Запечатленный труд (Том 1) | страница 102
Покончив занятия в аптеке и школе, которая помещалась в том же фельдшерском домике, мы брали работу, книгу и шли «на деревню» к кому-нибудь из крестьян. В том доме в этот вечер был праздник; хозяин бежал к шабрам и родственникам оповестить их, чтобы и они пришли послушать. Начиналось чтение: в 10–11 часов хозяева все еще просили почитать еще. То были Некрасов, некоторые вещи Лермонтова, Щедрина, иногда статья толстого журнала, рассказы Наумова, Левитова[147], Галицинского, некоторые вещи по истории и т. д. Книг, доступных для народа, было так мало, что опытный в этом деле Иванчин-Писарев на мой вопрос мог рекомендовать мне суворинские: «Земля и народы, ее населяющие», «Земля и животные, на ней обитающие», и только. Каждый раз приходилось говорить об условиях крестьянской жизни, о земле, об отношениях к помещику, к властям: входить в крестьянские нужды, выслушивать их сетования, надежды; сочувствовать их горю, разделять симпатии и антипатии. Иногда просили оставить книгу, чтобы еще раз прочесть понравившееся место или даже заучить его; приглашали прийти на сход, чтобы обличить кляузы писаря, его взяточничество, мошенничество старшины, чтоб защитить мир. Евгению все прочили в сельские писаря, обязанности которого тогда совмещал в себе Чегодаев, ненавистный мужикам; просили приходить на волостной суд и вообще почаще заглядывать в волостное правление, чтобы не давать писарю возможности ругаться, сквернословить, гнать мужиков в шею. «Он вас стыдится», — говорили крестьяне. Когда было наконец пора идти домой, то, прежде чем выйти от хозяев, каждый раз мы должны были дать торжественное обещание сделать детей их такими же «письменными», как мы сами.
Такая жизнь, такое отношение к нам простых душ, чающих света, имели такую чарующую прелесть, что мне и теперь приятно вспомнить ее: каждую минуту мы чувствовали, что мы нужны, что мы не лишние. Это сознание своей полезности и было той притягивающей силой, которая влекла нашу молодежь в деревню; только там можно было иметь чистую душу и спокойную совесть, и если нас оторвали от этой жизни, от этой деятельности, то в этом были виноваты не мы.

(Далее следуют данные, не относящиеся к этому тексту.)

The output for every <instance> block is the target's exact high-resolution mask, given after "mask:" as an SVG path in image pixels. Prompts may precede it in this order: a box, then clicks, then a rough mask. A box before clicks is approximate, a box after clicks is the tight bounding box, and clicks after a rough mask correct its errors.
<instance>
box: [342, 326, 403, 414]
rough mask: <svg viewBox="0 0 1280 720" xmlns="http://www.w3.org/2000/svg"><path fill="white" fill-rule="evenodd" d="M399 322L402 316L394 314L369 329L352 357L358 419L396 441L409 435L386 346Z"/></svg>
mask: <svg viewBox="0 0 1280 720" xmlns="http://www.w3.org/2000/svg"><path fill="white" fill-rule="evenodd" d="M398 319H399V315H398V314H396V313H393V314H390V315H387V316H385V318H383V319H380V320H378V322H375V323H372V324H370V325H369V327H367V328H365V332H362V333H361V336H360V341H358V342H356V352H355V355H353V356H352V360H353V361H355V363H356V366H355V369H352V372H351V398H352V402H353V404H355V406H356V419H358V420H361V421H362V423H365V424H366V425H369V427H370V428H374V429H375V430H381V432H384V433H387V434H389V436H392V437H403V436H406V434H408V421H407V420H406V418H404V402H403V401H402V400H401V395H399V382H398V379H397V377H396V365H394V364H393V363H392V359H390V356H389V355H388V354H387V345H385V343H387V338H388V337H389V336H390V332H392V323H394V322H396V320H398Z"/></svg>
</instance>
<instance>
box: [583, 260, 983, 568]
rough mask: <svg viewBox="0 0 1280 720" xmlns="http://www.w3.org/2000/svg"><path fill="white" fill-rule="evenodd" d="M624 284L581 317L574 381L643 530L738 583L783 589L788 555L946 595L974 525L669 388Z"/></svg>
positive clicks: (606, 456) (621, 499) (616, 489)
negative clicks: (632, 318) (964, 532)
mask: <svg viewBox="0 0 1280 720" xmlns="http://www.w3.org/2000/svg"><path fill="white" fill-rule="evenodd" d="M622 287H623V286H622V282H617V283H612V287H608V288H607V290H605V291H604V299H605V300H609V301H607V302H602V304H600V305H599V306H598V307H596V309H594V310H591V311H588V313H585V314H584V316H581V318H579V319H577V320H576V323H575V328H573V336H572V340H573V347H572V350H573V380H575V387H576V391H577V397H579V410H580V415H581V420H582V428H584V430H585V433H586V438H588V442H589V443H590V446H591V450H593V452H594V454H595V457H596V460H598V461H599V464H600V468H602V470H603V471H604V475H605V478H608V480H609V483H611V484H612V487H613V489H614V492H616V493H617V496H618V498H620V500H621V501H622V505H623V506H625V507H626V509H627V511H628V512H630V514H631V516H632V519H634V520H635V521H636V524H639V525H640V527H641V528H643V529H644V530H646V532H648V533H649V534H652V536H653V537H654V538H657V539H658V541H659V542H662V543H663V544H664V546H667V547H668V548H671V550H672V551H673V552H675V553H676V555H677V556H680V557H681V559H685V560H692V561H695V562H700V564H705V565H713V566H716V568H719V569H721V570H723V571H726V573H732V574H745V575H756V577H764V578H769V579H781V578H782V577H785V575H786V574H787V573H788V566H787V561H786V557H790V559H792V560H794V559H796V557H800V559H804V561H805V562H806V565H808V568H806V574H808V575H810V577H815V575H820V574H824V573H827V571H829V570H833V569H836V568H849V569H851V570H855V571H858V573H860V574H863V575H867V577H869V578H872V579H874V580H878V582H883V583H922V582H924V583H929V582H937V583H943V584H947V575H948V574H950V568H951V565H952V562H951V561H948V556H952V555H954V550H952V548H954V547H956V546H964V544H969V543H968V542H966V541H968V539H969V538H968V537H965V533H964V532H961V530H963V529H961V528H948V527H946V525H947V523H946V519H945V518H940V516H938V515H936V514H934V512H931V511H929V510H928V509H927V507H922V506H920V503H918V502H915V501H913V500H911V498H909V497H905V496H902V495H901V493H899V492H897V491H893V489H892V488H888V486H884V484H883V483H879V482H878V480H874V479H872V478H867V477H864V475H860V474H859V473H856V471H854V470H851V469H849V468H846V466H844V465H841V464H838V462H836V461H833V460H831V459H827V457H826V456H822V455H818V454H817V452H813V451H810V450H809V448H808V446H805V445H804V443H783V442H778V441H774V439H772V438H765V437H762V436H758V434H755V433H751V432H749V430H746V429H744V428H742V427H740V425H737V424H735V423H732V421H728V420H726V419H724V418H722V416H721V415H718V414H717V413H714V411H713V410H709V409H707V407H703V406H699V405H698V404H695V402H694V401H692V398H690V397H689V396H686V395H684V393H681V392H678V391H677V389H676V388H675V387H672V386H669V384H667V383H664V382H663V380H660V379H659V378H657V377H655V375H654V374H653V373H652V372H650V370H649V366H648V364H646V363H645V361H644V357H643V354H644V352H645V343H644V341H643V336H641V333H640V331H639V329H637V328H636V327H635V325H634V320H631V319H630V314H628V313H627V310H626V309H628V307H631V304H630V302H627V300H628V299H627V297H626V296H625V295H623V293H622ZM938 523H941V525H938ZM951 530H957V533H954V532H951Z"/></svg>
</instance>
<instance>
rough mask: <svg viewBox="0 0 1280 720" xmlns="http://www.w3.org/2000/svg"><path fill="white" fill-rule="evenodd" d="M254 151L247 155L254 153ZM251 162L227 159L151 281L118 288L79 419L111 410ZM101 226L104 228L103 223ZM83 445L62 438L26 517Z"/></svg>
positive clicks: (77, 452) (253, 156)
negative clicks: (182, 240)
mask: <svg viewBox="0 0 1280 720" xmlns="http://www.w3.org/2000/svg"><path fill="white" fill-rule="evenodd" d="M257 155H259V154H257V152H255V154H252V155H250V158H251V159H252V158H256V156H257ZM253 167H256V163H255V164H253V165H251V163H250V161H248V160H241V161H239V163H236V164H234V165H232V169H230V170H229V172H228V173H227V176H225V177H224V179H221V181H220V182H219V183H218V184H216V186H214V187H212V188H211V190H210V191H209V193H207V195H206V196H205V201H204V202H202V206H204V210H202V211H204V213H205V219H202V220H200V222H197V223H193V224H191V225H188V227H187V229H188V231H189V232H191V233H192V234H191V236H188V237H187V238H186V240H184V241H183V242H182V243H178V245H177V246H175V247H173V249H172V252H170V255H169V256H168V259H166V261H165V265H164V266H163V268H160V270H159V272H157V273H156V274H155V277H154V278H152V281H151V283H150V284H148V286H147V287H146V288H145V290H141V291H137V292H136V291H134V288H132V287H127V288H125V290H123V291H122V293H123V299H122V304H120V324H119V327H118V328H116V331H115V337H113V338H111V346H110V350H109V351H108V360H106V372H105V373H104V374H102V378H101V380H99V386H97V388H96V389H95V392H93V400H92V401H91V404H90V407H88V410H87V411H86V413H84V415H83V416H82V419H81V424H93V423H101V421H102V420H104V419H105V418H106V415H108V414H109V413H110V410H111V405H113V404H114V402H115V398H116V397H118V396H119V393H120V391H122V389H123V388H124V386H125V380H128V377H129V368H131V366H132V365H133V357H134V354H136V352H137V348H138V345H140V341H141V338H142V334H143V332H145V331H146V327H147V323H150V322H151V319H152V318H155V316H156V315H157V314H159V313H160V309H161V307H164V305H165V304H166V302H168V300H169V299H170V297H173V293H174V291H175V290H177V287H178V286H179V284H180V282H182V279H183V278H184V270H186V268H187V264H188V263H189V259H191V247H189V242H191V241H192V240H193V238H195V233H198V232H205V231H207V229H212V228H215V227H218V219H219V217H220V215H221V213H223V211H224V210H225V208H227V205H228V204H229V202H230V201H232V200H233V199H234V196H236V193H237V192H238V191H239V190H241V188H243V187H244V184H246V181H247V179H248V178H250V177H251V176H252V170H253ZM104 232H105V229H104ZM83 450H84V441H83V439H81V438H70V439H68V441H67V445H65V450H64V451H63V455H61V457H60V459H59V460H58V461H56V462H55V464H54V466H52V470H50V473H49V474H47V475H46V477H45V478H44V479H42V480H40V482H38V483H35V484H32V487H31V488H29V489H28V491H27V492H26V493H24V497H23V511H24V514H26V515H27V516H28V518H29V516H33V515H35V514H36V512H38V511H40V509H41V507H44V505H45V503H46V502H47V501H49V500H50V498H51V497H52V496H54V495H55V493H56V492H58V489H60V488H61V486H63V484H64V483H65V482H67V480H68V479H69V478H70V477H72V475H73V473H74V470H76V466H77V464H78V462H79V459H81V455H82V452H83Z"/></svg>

Как подобает «новым» людям, мы старались вести жизнь самую простую. Не роскошь — тень роскоши была изгнана из нашего домашнего обихода; мы не употребляли белого хлеба, по неделям не видали мяса; каждый лишний кусок становился нам поперек горла среди общей бедности и скудости. Из 25 рублей жалованья, которое я получала, мы проживали 10–12, включая и плату женщине, которая вела наше скромное хозяйство. Нечего и говорить, что мы совершенно изгнали крестьянские приношения деньгами и натурой, столь обычные в деревне. Когда какая-нибудь бедная баба приносила свой скромный подарок — пару яиц, то, чтоб не показаться гордой, я принимала их и совала ей в руку мелкую монету, и так как я говорила: «Годится на свечи», т. е. на ее религиозную потребность, то не было случая, чтоб плата отвергалась.